To be fair to the show, there are some intriguing moments late in the episode, as things start to coalesce into something that might be called a plot. I’d hesitate to call any of the characters “involving,” but there’s a fairly good scene between Tate and underling Stella (a quite good Hermione Norris) where they talk about their faded hopes for what Carpathia could be and realize that the reality of living in this inhospitable place has slowly chipped away whatever optimism they’ve had. I also like a bit where two characters you wouldn’t expect to hook up run into each other in a bar and promptly do, as it gives both of them some intriguing shades (though I strongly suspect we’ll never see at least one of them again). These nice character moments are few and far between, but at least the show knows how to do them, something that indicates it may settle in and do more of them once it’s past this awkward growth spurt.
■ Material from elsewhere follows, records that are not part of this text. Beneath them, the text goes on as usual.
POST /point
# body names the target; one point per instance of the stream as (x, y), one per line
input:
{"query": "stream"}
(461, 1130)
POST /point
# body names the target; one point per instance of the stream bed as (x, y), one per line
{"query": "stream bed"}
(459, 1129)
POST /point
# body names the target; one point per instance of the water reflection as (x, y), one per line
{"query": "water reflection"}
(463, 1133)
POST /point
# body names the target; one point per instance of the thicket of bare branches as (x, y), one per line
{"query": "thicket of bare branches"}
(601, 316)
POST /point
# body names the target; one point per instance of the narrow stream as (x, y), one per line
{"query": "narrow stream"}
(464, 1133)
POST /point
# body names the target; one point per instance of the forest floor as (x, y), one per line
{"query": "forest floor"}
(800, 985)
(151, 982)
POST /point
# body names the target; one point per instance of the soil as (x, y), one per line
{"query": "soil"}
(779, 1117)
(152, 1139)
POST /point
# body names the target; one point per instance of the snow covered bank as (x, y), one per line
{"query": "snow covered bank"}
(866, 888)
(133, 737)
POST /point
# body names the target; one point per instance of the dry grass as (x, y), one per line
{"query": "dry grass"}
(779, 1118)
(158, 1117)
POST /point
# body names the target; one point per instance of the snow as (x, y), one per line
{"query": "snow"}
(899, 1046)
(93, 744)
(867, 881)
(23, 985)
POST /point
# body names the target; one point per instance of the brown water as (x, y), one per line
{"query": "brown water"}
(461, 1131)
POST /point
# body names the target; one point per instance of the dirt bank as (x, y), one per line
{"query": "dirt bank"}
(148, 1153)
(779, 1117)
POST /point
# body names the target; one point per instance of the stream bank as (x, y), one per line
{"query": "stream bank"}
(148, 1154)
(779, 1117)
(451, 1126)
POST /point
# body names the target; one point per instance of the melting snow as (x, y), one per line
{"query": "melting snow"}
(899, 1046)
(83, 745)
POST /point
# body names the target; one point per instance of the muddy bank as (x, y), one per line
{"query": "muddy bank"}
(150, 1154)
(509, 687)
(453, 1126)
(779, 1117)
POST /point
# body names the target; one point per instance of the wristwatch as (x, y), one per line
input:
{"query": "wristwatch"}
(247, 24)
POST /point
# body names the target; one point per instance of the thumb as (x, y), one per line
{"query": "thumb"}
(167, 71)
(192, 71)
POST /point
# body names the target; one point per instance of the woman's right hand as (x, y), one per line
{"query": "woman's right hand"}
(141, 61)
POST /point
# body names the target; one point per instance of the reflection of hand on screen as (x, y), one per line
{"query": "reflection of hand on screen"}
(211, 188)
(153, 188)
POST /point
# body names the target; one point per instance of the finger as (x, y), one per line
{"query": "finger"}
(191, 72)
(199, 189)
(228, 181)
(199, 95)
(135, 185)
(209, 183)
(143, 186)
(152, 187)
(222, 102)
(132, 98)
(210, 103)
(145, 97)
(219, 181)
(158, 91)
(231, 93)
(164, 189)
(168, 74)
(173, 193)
It should also be said that the whole thing was filmed in South Africa, and the location really adds a lot to the series. There’s an epic sweep here that most American sci-fi shows go to Vancouver to achieve. But where Vancouver settings are by now old hat, the wild spaces of South Africa are little known enough to allow for some impressive and unexpected vistas, as happens with, for example, a strangely eerie and dead lake in the middle of nowhere. The direction of the pilot aims a bit too heavily at the film and TV work of J.J. Abrams (there are lens flares all over the place, and some of the wilderness shots are direct lifts from the Lost pilot), but it’s otherwise serviceable.

And here’s another thing: If you haven’t illegally downloaded the show already and if the BBC America airings are your first exposure to the show, I genuinely have no idea what you’re going to be watching, and I rather suspect it will be better than what I saw. BBC America always makes the full, British episodes available to American critics, which means that I’ve seen a one-hour-long cut of this episode, where you’ll see one roughly 45-minutes long. But this is the rare show that could really benefit from having 15 minutes trimmed out of it. Plenty of scenes go on for far longer than they should, there are lots of clumsy attempts to build atmosphere that don’t really work, and the plot takes too long to get to destinations you knew it was heading toward from scene one. Maybe BBCA will cut the solid character scenes (I hope not), but I rather expect they’ll cut some of the punishing exposition instead. And that would immediately make this a much better episode of television.

But based on what I’ve seen, I can’t really recommend Outcasts. I like the premise and the setting, and I like many of the actors, but what’s here feels like so many of those American dramas that tried to copy Lost but missed that what made the show popular at first wasn’t the complicated mythology or the unique setting or the sounds of a monster in the jungle but, rather, the sense that anything could happen at any time. Put another way: By the end of the pilot of Outcasts, I had the feeling that the story was just starting. But where that is usually a good thing in a pilot, in this one, it simply happened because it felt like the show’s creator and writer, Ben Richards, scrapped his first draft and mostly started over.

Stray observations:

  • Well, if not for this show, I never would have realized how similar Jamie Bamber and Eric Mabius look, so there's that.
  • And, OK, I was won over by the farting pig.
  • Scott Von Doviak will be taking over for the future (hopefully better) episodes of this show. Treat him well.